Zum Feststellungsinteresse im Sinne einer Wiederholungsgefahr macht das Gericht folgende Ausführungen. Examenskandidaten können hier gut lernen, wie man die Wiederholungsgefahr zunächst gut definiert und anschließend anhand des Sachverhalts sauber subsumiert:
„Das Erfordernis der Wiederholungsgefahr setzt zum einen die Möglichkeit einer erneuten Durchführung einer vergleichbaren Versammlung durch den Kl. voraus, zum anderen, dass die Behörde voraussichtlich auch zukünftig an ihrer Rechtsauffassung festhalten wird (…) Unter Berücksichtigung der Bedeutung des Grundrechts der Versammlungsfreiheit (Art. 8 GG) reicht es jedoch auf Seiten des Kl. aus, wenn sein Wille erkennbar ist, in Zukunft Versammlungen abzuhalten, die ihrer Art nach zu den gleichen Rechtsproblemen und damit der gleichen Beurteilung ihrer Rechtmäßigkeit führen können.

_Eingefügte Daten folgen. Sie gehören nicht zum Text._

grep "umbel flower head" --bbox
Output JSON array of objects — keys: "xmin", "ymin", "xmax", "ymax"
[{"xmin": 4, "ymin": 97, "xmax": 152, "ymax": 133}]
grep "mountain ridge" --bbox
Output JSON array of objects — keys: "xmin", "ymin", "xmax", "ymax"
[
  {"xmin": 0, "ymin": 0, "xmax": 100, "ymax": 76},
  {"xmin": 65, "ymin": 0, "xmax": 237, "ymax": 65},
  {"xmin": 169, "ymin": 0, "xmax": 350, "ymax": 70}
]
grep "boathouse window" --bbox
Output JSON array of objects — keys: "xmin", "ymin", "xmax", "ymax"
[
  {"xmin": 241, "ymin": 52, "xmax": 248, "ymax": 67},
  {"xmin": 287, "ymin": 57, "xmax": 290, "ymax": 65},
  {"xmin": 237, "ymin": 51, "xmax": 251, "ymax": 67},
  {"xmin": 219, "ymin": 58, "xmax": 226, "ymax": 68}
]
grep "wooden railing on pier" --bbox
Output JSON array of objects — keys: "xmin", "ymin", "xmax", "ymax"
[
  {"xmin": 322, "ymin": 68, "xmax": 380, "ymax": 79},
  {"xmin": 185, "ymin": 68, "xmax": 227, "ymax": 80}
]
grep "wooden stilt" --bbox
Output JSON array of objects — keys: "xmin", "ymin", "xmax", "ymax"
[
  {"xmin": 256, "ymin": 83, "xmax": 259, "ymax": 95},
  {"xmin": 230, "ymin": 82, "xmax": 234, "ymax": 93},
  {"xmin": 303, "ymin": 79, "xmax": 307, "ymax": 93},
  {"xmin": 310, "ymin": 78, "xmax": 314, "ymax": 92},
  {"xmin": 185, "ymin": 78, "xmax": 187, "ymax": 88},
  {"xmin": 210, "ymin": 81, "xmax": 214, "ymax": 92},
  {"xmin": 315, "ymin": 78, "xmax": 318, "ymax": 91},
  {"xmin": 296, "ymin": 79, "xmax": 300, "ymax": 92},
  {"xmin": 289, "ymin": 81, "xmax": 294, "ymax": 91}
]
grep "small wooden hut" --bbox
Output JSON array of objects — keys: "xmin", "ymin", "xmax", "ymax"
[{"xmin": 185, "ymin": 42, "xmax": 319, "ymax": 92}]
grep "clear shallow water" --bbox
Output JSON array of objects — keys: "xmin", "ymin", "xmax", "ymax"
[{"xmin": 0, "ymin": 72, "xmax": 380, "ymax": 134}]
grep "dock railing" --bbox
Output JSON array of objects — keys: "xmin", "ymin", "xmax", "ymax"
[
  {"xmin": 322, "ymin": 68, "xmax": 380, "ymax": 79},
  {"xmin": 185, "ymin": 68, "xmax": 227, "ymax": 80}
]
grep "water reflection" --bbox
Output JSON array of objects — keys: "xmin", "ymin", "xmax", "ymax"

Angesichts des verfassungsrechtlich geschützten Rechts des Veranstalters, über das Ziel sowie die Art und Weise der Durchführung einer Versammlung selbst zu bestimmen, darf für die Bejahung des Feststellungsinteresses nicht verlangt werden, dass die möglichen weiteren Versammlungen unter gleichen Umständen, mit einem identischen Motto und am selben Ort durchgeführt werden. (…)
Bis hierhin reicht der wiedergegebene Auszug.